One-shot attach: Disconnects after single step operation
Persistent attach: Maintains connection across operations

9.2 Multi-Step Workflows

Complex analyses may require multiple sequential or parallel steps:

Sequential Dependencies:

Step 1 (Data Import)
  └─> Step 2 (Data Cleaning)
       └─> Step 3 (Statistical Analysis)
            └─> Step 4 (Report Generation)

Parallel Processing:

Step 1 (Data Import)
  ├─> Step 2a (Analysis A)
  ├─> Step 2b (Analysis B)
  └─> Step 2c (Analysis C)
       └─> Step 3 (Combine Results)

Branch and Merge:

Step 1 (Data Preparation)
  ├─> Step 2a (Method A)
  └─> Step 2b (Method B)
       └─> Step 3 (Comparison)

9.3 Step Templates and Reuse

For repetitive analysis patterns:

Template Steps:

Create generic step/workflow templates for common operations
Parameterize inputs and configuration
Reuse across multiple projects

Workflow Extraction:

Extract proven workflows from completed projects
Apply to new datasets with minimal modification
Maintain consistency across analyses

10 Troubleshooting

10.1 Common Issues

Step Execution Failures

Symptom: Step fails in validated environment but succeeds locally

Causes:

Missing package dependencies in runserver environment
Hardcoded paths specific to local machine
Reliance on interactive input or user intervention
Insufficient memory or computational resources

Resolution:

Review execution logs (STDERR.txt) for error messages
Verify all dependencies are declared
Use relative paths within workspace
Ensure non-interactive execution

File Synchronization Issues

Symptom: Files not appearing in workspace after checkout

Causes:

Network connectivity issues
Insufficient local disk space
Permission errors on workspace directory

Resolution:

Verify repository connection status
Check available disk space
Verify workspace directory permissions

Output Validation Failures

Symptom: Expected outputs not generated after execution

Causes:

Script errors during execution
Incorrect output file paths

Resolution:

Review STDOUT.txt and STDERR.txt logs
Verify script generates files in working directory

11 Summary

This tutorial demonstrated the complete RStudio workflow integration for developing validated, reproducible analysis steps.

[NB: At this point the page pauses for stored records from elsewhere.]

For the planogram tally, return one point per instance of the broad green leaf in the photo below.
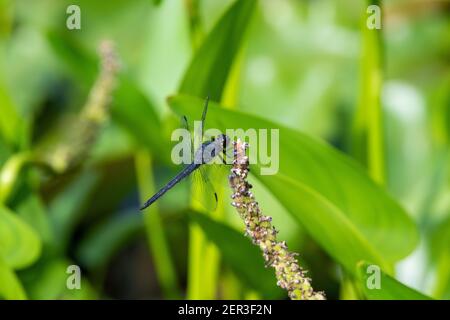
(19, 244)
(440, 253)
(32, 210)
(351, 205)
(51, 282)
(210, 66)
(11, 123)
(66, 209)
(389, 288)
(332, 229)
(10, 286)
(100, 244)
(242, 256)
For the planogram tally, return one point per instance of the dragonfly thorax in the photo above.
(210, 149)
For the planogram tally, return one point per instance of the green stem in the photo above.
(9, 173)
(368, 143)
(156, 239)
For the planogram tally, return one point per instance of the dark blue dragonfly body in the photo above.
(204, 155)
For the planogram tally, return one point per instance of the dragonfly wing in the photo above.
(204, 195)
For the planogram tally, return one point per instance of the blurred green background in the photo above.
(364, 119)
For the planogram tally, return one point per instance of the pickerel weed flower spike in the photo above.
(259, 228)
(79, 135)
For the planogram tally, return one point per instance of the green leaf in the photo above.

The key concepts include:

Development Model:

Local development with full RStudio IDE capabilities
Validated execution in controlled runserver environments
Seamless transition between development and production

Workflow Management:

Consumer steps establishing clear data dependencies
Isolated workspaces for each step
Explicit input/output management

Reproducibility:

Versioned inputs and execution environments
Complete execution history and logs
Standardized tool configurations

The improVerse RStudio integration enables data scientists to leverage familiar development tools while maintaining the rigor and reproducibility required for validated analytical workflows.